- Lynnfield Lynnfield
- Coordinates: 39°47′20″N 75°30′29″W﻿ / ﻿39.78889°N 75.50806°W
- Country: United States
- State: Delaware
- County: New Castle
- Elevation: 253 ft (77 m)
- Time zone: UTC-5 (Eastern (EST))
- • Summer (DST): UTC-4 (EDT)
- Area code: 302
- GNIS feature ID: 217118

= Lynnfield, Delaware =

Unincorporated community in Delaware, United States

Lynnfield is a suburban community in New Castle County, Delaware, United States. Lynnfield is located northwest of the intersection of Delaware Route 3 and Baynard Boulevard, northeast of Wilmington.

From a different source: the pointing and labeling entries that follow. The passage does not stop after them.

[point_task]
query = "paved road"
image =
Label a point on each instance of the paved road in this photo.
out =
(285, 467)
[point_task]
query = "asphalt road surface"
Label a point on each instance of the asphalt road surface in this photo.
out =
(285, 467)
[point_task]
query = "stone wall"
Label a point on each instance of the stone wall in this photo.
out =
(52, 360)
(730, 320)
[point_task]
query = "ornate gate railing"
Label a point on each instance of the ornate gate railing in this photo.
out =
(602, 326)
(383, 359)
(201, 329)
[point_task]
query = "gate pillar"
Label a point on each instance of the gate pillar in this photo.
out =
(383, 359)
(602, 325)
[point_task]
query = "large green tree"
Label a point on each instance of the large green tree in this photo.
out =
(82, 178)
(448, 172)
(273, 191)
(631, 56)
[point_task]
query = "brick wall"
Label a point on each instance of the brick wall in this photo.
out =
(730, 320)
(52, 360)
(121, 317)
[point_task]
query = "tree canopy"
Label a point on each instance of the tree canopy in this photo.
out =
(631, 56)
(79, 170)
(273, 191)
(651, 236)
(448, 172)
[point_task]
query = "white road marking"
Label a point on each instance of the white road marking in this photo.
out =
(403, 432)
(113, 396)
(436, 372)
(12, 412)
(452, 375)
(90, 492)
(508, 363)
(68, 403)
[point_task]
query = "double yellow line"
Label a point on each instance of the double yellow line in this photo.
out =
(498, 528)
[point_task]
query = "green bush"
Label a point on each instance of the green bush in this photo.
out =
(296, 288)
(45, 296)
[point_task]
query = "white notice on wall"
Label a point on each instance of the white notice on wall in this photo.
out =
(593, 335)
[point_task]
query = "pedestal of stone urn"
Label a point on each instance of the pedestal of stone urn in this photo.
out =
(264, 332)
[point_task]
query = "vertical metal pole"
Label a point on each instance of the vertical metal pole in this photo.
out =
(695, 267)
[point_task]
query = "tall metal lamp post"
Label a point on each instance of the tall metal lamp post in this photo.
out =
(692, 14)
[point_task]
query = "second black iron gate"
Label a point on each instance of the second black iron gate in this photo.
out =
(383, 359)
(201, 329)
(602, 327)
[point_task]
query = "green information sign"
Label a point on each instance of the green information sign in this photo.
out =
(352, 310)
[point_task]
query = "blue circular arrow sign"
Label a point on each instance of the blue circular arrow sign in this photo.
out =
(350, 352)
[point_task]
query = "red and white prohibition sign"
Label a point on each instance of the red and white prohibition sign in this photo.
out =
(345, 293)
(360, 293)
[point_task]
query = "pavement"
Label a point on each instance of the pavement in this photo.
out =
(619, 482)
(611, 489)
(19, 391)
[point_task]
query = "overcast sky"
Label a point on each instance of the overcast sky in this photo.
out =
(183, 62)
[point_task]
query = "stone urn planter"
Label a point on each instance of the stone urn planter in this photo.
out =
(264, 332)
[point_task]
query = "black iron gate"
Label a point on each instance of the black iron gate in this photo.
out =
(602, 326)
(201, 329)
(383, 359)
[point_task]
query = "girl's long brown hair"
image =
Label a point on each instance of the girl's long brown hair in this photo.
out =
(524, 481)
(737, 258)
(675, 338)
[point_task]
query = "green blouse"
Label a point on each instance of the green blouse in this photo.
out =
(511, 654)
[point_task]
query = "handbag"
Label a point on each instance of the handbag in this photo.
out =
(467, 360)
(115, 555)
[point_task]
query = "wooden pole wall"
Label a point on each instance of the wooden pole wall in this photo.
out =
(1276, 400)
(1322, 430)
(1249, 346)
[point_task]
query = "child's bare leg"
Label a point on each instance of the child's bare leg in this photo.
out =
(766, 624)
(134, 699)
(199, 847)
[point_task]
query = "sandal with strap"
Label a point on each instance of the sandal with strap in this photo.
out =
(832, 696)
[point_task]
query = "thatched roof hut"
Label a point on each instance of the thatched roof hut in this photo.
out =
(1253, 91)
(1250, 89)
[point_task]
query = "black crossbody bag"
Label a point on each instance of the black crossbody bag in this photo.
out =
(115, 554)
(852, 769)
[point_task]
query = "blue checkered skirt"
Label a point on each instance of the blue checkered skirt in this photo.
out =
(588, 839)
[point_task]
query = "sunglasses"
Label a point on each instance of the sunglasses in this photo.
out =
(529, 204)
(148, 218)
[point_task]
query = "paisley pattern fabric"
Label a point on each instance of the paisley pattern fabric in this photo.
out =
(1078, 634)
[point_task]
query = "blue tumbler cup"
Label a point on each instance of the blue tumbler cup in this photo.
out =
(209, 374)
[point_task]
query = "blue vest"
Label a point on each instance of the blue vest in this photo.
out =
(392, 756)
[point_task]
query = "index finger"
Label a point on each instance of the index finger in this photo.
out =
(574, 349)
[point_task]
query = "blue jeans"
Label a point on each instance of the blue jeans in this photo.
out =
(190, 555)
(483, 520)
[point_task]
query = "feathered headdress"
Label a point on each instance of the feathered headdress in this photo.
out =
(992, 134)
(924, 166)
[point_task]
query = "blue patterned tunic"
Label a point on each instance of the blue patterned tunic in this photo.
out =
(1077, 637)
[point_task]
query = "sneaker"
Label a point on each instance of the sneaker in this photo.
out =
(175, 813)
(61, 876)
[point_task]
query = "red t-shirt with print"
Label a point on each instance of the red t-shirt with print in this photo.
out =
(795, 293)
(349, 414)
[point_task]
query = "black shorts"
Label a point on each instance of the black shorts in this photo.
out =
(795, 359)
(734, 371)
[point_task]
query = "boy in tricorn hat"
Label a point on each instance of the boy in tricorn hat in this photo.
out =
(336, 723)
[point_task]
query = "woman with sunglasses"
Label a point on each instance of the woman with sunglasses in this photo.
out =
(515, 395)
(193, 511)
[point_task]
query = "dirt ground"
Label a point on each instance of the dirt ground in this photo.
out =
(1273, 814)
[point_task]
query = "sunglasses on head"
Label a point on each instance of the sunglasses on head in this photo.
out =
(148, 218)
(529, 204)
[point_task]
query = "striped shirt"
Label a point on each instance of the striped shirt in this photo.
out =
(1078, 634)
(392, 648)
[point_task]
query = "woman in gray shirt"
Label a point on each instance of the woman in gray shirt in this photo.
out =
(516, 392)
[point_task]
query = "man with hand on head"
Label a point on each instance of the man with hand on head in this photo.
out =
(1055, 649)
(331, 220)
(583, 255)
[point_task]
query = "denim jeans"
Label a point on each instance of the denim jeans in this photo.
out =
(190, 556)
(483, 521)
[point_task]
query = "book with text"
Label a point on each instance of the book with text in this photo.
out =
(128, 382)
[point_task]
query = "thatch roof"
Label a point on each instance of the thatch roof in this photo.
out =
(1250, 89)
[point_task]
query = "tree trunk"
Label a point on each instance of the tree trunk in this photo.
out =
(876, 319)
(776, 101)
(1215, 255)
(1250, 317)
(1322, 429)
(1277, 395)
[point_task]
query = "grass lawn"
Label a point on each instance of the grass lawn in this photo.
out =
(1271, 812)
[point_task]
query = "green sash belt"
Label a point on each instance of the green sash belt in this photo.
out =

Lynnfield consists of 167 houses. Housing at the subdivision was constructed in 1952 by Franklin Builders and was the first community in the area whose homes were all air-conditioned. There was a single transit line that connected Lynnfield to Wilmington. The Lynnfield Civic Association was formed to deal with local issues, and it published the bimonthly bulletin "The Lynnfielder."

In 1970, approximately 300 cars had their tires deflated in Lynnfield in an apparent Halloween prank. During the 1970s, York Air Conditioning advertised the longevity of their products by pointing to the fact that the machines in Lynnfield were still working 20 years later.

Flooding along Shellpot Creek and its tributaries has been a concern to residents, as erosion is caused by upstream development. There was a mosquito control program funded by donations from residents. A drainage ditch that emptied into Stoney Run was identified as a safety issue for children. As a result, Steven and Anita Zetlin built a fence, which upset some members of the Civic Association because it conflicted with a deed restriction.

The community is served by the Brandywine School District.